Even for television — which depends, of course, on heightened reality and some exaggeration to make characters stand out — Newman is a cartoon. Some of the characters in “Roadies” are a little flat, but this evil blogger seems to have arrived from another show altogether. If Rainn Wilson made a brief, wacky walk-on role to offer comic relief it would be one thing. But here, he’s a major character who drives just about all of the action, and he’s so unbelievably unlikable and unpleasant he would be out of place in just about anything. It’s just sort of goofy.

Also puzzling is the way the character fits into Crowe’s own background. Crowe started his career as a music journalist, and one of the best scenes in “Almost Famous” features Philip Seymour Hoffman portraying legendary rock critic Lester Bangs. The movie’s protagonist is a young journalist based on Crowe himself, who wrote for Rolling Stone for years. So it may be that Rainn Wilson’s Evil Blogger character is not the standard Critics Are Killjoys trope, but something newer: a dissing of the new wave of pseudo-critics who have come into the field in the days of the web, a kind of Boomer nostalgia for the days of print.

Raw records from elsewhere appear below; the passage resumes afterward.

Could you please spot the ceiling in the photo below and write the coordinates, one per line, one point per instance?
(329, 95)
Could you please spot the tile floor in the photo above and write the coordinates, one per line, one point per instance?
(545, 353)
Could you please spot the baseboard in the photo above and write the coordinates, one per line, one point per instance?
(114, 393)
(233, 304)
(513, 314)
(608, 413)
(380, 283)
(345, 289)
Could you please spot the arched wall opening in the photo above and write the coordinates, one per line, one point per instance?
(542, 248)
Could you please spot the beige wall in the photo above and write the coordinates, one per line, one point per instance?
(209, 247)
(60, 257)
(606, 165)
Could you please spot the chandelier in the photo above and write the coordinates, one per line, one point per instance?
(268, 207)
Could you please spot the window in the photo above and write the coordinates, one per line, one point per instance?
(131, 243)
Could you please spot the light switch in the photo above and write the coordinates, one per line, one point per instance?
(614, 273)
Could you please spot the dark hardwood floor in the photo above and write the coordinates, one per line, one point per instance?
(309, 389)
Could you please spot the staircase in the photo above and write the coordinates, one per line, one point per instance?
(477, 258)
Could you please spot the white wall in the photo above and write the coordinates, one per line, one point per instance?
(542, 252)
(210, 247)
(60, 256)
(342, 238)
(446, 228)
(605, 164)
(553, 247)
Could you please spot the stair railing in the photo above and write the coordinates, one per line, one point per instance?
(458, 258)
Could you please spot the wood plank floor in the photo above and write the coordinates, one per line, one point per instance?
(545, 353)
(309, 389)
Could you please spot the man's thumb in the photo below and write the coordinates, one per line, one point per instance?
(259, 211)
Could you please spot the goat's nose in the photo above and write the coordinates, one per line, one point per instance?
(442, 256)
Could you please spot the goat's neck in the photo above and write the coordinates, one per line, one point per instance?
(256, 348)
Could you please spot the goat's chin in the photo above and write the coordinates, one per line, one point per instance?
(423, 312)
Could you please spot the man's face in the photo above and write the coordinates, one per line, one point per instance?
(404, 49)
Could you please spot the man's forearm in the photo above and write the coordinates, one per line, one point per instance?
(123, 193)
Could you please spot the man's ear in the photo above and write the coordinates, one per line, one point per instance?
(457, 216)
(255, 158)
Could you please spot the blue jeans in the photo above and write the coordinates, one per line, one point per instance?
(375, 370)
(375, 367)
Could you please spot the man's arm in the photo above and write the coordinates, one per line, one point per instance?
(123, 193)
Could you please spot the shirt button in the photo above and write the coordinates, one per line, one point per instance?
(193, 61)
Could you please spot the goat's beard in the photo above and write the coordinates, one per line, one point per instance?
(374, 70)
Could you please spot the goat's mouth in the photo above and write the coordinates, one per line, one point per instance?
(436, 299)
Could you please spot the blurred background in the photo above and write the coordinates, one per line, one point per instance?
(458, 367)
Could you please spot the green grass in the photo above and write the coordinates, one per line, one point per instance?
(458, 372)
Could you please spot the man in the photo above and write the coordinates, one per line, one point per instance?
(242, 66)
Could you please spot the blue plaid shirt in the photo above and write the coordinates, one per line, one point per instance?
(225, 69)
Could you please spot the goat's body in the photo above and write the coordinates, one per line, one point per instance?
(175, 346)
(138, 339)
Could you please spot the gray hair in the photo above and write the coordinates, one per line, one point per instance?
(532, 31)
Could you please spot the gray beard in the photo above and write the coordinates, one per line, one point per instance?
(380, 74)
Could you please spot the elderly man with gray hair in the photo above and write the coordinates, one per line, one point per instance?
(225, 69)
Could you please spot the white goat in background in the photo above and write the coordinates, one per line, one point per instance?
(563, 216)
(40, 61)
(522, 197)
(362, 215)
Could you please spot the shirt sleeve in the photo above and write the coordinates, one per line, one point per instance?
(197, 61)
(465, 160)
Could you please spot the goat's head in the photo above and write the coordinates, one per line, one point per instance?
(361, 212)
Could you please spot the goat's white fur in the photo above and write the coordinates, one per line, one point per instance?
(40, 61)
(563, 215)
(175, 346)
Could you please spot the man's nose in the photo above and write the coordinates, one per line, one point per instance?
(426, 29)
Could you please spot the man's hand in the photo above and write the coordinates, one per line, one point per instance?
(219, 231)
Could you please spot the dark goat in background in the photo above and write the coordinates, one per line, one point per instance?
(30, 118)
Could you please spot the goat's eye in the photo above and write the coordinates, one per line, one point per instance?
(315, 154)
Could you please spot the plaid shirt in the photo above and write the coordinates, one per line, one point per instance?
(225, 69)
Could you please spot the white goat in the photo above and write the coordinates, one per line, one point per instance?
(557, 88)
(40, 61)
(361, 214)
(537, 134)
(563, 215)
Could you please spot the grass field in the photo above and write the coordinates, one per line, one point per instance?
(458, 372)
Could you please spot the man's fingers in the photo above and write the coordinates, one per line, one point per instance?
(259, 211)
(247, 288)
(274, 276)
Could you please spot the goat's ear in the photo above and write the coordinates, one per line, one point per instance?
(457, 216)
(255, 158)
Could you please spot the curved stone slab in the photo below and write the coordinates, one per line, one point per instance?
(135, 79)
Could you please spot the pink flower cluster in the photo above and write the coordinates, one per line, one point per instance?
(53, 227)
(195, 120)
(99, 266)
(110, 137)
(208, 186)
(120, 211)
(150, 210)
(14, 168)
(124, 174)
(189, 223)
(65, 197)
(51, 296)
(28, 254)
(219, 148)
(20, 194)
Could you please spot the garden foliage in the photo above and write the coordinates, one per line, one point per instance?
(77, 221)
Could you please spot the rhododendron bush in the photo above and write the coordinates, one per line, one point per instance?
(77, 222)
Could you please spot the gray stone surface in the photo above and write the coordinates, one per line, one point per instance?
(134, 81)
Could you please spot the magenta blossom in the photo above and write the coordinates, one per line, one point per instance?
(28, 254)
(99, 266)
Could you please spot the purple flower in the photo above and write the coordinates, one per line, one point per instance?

Even as a non-Boomer, I kinda like the sound of that. But if so, it makes even less sense: Whatever the many faults of the Internet, it has hardly monopolized critical opinion around one or two dominant figures. Sure, a lot of people read Pitchfork, but is there any writer there, or anywhere, who could shut down an arena-rock tour? Does any independent blogger stir fear in the hearts of a road crew? Unless it’s meant to be a joke, the premise is just bizarre.

The major off note is the way this evil blogger is treated: Invited to the show and then drugged, he’s dragged into a sexual encounter with a groupie and then, still stoned, humiliates himself onstage. By the end, he’s seen the light and loves the band. Variety’s Maureen Ryan describes the show as treating “the drugging and sexual assault of a human being as a funny prank. To make matters worse, it then depicts the character in question as grateful for the assault.”

Given that the one thing “Roadies” consistently does well is convey a decent and idealistic tone, why turn nasty like this? Even the dull corporate tool who arrives from management to lay off staff isn’t treated this way. The Rainn Wilson bit seems so out of character for Crowe; it’s as baffling as it is offensive.

And do you want to hear something strange? As disappointing as “Roadies” has been so far, and as awful as episode three is, I’m looking forward to the next one. I’m not sure how many of us are left, but I keep praying – for at least a little longer — that Crowe and company gets this right. When it comes to rock music, a lot of us still want to believe.